A locker combination has three nonzero digits, and digits cannot be repeated. If the first two digits are even, what is the probability that the third digit is even?
A) 7/9
B) 1/3
C) 1/6
D) 1/7
there are only 4 even nonzero digits
2 are already used, leaving 2 choices possible
there are 5 odd digits, making 7 choices in all.
??
To find the probability that the third digit is even given that the first two digits are even, we first need to determine the total number of possible combinations meeting the given criteria.
We know that the first two digits are even, meaning they can only be 2, 4, 6, or 8.
To find the number of possible options for the first digit, we have 4 choices (2, 4, 6, or 8). Once we choose the first digit, we have three choices left for the second digit (since we cannot repeat digits), leaving us with 4 * 3 = 12 possible combinations for the first two digits.

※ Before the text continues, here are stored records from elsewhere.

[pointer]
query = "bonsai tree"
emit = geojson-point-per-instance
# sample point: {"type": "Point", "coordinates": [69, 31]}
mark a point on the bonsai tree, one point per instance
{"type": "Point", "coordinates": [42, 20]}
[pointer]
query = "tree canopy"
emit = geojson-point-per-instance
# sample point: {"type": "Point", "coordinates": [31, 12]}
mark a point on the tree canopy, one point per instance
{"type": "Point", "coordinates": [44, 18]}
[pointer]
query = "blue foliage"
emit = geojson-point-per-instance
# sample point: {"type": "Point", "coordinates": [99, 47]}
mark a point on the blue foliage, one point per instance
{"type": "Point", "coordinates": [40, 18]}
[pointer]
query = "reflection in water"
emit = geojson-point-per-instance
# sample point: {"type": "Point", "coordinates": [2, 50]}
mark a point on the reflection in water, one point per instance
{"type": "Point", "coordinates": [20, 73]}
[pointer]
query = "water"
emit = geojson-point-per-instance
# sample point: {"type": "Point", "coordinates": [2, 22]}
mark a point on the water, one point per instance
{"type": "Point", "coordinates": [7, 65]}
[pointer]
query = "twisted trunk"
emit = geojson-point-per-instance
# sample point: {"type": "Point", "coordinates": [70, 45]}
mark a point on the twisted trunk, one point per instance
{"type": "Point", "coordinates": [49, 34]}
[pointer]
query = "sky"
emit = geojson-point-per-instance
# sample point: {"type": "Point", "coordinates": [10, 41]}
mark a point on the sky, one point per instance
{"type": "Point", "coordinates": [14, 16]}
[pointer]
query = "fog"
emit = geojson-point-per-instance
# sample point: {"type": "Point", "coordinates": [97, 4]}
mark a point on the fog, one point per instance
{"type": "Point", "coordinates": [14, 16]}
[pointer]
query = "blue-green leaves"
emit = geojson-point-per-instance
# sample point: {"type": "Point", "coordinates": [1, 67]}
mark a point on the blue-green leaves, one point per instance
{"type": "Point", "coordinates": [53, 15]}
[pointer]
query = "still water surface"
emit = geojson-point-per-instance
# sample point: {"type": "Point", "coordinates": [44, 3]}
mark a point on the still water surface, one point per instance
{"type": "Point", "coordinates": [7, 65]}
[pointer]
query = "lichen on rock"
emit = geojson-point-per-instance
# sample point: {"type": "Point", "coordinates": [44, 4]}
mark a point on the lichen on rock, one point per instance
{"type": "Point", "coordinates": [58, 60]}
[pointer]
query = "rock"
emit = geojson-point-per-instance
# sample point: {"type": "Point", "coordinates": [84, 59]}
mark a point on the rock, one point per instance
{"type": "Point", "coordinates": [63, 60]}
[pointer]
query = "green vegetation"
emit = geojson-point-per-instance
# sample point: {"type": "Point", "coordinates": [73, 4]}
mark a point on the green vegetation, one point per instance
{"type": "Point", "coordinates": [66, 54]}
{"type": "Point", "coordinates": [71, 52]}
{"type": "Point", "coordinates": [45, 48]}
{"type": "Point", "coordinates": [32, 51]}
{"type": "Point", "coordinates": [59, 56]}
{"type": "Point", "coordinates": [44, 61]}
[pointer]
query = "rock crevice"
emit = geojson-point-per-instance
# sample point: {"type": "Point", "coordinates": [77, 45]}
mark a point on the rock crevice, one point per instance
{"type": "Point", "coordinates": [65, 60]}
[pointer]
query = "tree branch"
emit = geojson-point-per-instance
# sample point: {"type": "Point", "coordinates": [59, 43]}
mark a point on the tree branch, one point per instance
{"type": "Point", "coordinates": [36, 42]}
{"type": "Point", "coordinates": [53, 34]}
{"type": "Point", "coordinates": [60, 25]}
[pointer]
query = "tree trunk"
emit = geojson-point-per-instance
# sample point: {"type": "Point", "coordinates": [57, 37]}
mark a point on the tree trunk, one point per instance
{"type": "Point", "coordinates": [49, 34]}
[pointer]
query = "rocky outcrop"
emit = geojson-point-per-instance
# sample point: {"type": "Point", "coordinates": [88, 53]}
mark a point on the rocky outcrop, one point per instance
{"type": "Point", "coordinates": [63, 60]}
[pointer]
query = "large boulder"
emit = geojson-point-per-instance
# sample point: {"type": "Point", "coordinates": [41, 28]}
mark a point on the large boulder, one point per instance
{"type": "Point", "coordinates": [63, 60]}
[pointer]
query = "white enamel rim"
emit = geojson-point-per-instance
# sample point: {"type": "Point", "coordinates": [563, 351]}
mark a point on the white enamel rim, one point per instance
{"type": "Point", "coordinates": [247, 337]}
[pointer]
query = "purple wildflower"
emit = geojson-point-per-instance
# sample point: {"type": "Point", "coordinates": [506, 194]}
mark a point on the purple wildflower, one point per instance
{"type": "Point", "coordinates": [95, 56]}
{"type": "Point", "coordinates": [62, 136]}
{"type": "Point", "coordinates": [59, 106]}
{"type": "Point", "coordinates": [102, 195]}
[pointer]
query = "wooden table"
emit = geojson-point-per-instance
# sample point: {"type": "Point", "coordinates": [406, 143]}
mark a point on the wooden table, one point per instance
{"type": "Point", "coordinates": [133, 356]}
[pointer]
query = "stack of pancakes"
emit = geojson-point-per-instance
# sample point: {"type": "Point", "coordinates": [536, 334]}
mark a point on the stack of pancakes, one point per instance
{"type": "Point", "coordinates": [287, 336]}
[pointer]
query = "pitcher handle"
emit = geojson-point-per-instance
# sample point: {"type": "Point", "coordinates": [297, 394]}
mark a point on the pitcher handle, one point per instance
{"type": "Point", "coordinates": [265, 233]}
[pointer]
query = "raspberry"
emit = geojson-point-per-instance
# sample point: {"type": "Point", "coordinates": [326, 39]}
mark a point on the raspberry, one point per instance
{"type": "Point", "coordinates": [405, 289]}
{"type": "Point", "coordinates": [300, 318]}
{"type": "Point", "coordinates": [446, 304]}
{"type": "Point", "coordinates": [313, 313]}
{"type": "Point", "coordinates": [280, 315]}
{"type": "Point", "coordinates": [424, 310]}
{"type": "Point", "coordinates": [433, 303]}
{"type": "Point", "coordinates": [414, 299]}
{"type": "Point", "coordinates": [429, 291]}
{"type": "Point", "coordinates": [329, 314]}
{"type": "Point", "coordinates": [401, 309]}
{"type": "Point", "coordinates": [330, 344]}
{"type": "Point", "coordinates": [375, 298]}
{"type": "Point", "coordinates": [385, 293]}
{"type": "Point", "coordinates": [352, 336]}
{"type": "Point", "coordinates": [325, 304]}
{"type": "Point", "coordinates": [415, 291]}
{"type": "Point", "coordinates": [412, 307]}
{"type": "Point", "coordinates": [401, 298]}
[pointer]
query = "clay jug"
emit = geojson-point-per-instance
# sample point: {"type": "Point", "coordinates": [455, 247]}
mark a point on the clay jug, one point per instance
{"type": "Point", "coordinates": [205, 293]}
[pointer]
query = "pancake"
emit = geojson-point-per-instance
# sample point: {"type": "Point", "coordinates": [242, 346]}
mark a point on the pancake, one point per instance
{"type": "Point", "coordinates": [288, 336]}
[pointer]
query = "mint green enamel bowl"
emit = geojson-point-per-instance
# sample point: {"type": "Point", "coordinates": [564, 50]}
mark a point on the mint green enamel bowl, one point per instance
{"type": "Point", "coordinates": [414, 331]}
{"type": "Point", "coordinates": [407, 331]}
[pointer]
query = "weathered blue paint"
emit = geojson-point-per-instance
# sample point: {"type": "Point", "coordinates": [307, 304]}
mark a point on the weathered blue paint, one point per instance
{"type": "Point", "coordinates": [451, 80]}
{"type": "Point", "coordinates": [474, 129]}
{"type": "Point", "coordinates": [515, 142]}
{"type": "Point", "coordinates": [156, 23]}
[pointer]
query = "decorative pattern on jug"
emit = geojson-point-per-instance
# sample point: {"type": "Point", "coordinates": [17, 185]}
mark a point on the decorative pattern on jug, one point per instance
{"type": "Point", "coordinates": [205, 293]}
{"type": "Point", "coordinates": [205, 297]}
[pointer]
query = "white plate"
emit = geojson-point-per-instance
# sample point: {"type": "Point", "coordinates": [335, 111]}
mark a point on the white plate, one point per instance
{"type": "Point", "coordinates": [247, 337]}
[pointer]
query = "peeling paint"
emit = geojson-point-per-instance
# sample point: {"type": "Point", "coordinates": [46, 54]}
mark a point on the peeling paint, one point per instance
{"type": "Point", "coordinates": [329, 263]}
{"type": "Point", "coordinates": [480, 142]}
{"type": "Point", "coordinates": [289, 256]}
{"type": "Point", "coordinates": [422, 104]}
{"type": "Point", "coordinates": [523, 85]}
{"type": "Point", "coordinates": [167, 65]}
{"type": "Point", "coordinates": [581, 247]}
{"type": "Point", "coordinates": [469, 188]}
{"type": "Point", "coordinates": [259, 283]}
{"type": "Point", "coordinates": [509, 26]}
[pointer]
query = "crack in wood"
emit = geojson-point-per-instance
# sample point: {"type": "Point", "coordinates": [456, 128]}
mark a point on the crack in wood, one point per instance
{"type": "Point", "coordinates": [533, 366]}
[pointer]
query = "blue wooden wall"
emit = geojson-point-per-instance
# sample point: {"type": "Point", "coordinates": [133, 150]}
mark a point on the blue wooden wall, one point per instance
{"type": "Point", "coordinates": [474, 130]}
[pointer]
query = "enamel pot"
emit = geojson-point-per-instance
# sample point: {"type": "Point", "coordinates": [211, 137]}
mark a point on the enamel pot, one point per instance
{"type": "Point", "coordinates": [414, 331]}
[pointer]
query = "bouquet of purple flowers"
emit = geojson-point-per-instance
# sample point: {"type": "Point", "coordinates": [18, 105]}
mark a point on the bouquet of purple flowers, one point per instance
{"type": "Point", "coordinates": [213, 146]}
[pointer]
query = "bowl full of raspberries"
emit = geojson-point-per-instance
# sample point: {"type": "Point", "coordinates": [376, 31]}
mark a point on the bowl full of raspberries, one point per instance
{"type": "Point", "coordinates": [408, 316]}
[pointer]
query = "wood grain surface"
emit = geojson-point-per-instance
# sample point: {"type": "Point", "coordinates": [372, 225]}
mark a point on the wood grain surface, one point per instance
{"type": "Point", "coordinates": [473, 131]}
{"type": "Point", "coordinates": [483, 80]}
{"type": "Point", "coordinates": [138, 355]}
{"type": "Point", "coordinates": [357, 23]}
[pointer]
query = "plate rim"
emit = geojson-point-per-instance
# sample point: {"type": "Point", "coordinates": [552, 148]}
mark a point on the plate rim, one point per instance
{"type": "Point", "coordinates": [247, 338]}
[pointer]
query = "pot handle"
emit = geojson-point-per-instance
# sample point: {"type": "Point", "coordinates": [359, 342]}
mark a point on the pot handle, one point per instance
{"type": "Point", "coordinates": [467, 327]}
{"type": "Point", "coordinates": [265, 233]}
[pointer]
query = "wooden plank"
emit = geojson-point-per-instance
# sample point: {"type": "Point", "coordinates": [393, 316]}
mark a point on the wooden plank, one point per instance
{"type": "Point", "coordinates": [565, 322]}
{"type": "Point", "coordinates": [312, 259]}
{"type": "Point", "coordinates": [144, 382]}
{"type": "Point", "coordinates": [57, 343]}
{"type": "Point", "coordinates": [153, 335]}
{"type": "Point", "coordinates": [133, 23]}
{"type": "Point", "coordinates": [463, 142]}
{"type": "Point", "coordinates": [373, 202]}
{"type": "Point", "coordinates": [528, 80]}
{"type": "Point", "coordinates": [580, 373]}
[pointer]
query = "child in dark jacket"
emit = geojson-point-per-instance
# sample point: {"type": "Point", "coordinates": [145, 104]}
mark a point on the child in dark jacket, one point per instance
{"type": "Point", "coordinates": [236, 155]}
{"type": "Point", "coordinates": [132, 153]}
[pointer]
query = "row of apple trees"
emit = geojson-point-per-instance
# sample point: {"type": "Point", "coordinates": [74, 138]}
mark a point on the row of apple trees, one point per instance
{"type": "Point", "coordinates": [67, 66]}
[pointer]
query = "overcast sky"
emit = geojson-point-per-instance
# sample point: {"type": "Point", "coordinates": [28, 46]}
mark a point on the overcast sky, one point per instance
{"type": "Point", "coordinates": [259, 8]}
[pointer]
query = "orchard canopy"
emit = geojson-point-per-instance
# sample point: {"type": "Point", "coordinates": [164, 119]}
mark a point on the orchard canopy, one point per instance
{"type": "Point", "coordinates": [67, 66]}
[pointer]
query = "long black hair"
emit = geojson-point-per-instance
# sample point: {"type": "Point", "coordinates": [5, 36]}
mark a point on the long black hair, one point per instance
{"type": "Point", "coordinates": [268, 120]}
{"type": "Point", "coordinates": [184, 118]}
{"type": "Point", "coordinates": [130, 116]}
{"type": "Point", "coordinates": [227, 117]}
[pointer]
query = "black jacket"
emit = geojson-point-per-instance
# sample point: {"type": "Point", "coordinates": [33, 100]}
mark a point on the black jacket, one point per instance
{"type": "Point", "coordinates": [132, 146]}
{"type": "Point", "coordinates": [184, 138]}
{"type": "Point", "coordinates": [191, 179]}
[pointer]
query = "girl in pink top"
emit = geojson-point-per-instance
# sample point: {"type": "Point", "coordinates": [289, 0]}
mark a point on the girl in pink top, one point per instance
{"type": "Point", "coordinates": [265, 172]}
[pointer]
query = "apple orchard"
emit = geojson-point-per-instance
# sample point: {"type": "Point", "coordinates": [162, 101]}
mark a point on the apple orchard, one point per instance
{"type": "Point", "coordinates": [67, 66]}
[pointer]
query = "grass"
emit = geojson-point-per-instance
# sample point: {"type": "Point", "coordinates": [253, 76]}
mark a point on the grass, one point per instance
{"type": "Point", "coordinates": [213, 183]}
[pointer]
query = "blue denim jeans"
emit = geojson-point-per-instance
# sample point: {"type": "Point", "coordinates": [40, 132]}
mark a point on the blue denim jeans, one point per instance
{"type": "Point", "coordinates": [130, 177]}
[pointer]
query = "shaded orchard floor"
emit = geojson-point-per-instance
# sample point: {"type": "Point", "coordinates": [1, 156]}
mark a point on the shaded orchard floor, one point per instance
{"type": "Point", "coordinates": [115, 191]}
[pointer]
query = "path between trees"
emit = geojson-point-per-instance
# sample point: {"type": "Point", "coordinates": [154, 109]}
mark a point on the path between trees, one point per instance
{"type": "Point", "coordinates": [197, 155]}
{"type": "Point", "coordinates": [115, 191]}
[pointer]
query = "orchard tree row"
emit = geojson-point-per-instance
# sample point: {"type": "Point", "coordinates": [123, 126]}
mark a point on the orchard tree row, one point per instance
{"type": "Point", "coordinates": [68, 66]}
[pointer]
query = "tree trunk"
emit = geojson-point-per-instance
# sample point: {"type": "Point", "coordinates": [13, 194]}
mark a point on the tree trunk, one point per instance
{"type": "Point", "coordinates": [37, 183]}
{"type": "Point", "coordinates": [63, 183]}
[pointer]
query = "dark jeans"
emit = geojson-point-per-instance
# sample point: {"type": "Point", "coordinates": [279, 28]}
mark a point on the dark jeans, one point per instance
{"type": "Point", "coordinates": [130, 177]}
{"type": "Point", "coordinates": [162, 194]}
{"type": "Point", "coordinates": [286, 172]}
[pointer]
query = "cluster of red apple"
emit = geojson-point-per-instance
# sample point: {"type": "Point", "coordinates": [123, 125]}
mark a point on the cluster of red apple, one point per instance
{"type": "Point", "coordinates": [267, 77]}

Now, we need to determine how many options we have for the third digit, given that it must be even. With two even digits already used, we are left with 0, 2, 4, 6, or 8 as options. However, we cannot repeat any digits, so we have 4 choices remaining for the third digit.
Therefore, the total number of possible combinations meeting the given criteria is 12 * 4 = 48.
Now, let's calculate the probability that the third digit is even. We are interested in the number of combinations where the third digit is even, divided by the total number of possible combinations.
Out of the 48 possible combinations, 24 will have an even third digit (since half of the numbers from 0 to 9 are even).
Therefore, the probability that the third digit is even given that the first two digits are even is 24/48 = 1/2.
However, we need to choose from the given answer options:
A) 7/9
B) 1/3
C) 1/6
D) 1/7
None of the given options match the calculated probability of 1/2. Therefore, the correct answer is not provided in the given options.